65. This village was in former times a very considerable place, as is manifest from the size of the church as well as from various other circumstances. It is now, as a church living, united with an adjoining parish, called Vernon Dean, which also has its church, at a distance of about three miles from the church of this parish. Both parishes put together now contain only eleven hundred, and a few odd, inhabitants, men, women, children, and all; and yet, the great tithes are supposed to be worth two or three thousand pounds a year, and the small tithes about six hundred pounds a year. Formerly, before the event which is called “The Reformation,” there were two Roman Catholic priests living at the parsonage houses in these two parishes. They could not marry, and could, therefore have no wives and families to keep out of the tithes; and, WITH PART OF THOSE TITHES, THEY, AS THE LAW PROVIDED, MAINTAINED THE POOR OF THESE TWO PARISHES; and, the canons of the church commanded them to distribute the portion to the poor and the stranger, “with their own hands, in humility and mercy.”
66. This, as to church and poor, was the state of these villages, in the “dark ages” of “Romish superstition.” What! No poor-laws? No poor-rates? What horribly unenlightened times! No select vestries? Dark ages indeed! But, how stands these matters now? Why, the two parishes are moulded into one church living. Then the Great Tithes (amounting to two or three thousand a year) belong to some part of the Chapter (as they call it) of Salisbury.
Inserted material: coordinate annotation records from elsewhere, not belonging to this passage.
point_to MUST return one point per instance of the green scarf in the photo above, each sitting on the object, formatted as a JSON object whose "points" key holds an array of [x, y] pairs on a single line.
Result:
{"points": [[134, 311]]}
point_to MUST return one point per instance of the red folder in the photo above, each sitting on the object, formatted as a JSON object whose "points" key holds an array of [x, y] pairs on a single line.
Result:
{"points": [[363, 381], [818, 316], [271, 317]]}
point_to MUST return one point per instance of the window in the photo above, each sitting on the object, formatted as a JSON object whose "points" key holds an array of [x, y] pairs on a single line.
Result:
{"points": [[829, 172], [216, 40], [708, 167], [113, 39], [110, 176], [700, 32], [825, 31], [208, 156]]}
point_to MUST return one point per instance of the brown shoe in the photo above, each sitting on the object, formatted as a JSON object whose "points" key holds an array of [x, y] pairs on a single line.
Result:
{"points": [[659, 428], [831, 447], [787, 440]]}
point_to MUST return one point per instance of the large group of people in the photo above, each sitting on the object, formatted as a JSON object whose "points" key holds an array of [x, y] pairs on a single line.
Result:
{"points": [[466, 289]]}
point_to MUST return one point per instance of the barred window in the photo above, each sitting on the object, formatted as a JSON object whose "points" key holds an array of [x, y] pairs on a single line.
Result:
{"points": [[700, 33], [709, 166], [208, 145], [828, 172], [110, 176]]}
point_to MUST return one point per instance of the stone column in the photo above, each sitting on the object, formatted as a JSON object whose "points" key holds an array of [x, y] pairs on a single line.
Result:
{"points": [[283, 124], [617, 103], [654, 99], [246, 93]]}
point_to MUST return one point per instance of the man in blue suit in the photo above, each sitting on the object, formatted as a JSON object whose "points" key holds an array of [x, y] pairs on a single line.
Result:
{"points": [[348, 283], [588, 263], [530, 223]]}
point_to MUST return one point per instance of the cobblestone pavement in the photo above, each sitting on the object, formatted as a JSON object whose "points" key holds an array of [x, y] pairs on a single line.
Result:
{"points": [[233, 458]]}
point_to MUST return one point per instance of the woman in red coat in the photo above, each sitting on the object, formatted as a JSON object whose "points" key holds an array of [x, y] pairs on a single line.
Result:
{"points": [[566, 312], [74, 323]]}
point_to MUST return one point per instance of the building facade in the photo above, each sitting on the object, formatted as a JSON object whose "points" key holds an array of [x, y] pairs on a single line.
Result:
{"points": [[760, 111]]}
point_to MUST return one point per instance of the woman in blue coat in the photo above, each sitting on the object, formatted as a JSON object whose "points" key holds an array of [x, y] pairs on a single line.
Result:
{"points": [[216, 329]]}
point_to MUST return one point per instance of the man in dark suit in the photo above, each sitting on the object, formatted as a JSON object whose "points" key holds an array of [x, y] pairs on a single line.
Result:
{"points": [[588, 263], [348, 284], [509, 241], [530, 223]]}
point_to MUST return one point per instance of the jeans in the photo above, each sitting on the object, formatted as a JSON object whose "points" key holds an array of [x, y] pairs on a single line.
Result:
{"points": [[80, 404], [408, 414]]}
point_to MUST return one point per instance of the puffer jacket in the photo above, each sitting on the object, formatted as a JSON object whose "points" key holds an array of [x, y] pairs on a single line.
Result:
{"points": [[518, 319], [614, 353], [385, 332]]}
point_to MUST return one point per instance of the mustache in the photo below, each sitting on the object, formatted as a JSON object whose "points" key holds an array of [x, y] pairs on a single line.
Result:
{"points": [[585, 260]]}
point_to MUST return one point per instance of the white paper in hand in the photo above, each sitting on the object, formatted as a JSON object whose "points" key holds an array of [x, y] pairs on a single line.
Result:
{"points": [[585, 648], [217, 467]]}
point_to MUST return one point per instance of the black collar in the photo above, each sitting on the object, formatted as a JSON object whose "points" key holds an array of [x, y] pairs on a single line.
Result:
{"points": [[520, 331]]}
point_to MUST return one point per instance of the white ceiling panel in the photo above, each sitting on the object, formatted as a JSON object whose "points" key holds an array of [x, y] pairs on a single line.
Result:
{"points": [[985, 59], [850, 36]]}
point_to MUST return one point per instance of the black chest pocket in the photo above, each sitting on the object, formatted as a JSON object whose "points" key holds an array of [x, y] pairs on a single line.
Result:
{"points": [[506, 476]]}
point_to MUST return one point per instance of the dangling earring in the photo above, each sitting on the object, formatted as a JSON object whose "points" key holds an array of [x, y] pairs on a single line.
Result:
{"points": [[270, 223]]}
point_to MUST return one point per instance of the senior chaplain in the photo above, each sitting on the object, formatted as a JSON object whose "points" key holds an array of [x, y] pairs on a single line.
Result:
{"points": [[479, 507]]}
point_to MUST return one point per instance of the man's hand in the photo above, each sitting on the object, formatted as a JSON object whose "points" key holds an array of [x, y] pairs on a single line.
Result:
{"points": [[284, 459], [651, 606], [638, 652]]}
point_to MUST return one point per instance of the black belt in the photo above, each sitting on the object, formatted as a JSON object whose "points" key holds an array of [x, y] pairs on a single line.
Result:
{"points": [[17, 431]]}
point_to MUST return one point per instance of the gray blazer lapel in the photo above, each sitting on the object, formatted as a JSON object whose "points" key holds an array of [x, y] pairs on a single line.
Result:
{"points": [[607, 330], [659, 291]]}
The Chapter leases them out, as they would a house or a farm, and they are now rented by John King, who is one of this happy nation’s greatest and oldest pensioners. So that, away go the great tithes, not leaving a single wheat-ear to be spent in the parish. The Small Tithes belong to a Vicar, who is one Fisher, a nephew of the late bishop of Salisbury, who has not resided here for a long while; and who has a curate, named John Gale, who being the son of a little farmer and shop-keeper at Burbage in Wiltshire, was, by a parson of the name of Bailey (very well known and remembered in these parts), put to school; and, in the fulness of time, became a curate. So that, away go also the small tithes (amounting to about 500l. or 600l. a year); and, out of the large church revenues; or, rather, large church-and-poor revenues, of these two parishes; out of the whole of them, there remains only the amount of the curate, Mr. John Gale’s, salary, which does not, perhaps, exceed seventy or a hundred pounds, and a part of which, at any rate, I dare say, he does not expend in these parishes: away goes, I say, all the rest of the small tithes, leaving not so much as a mess of milk or a dozen of eggs, much less a tithe-pig, to be consumed in the parish.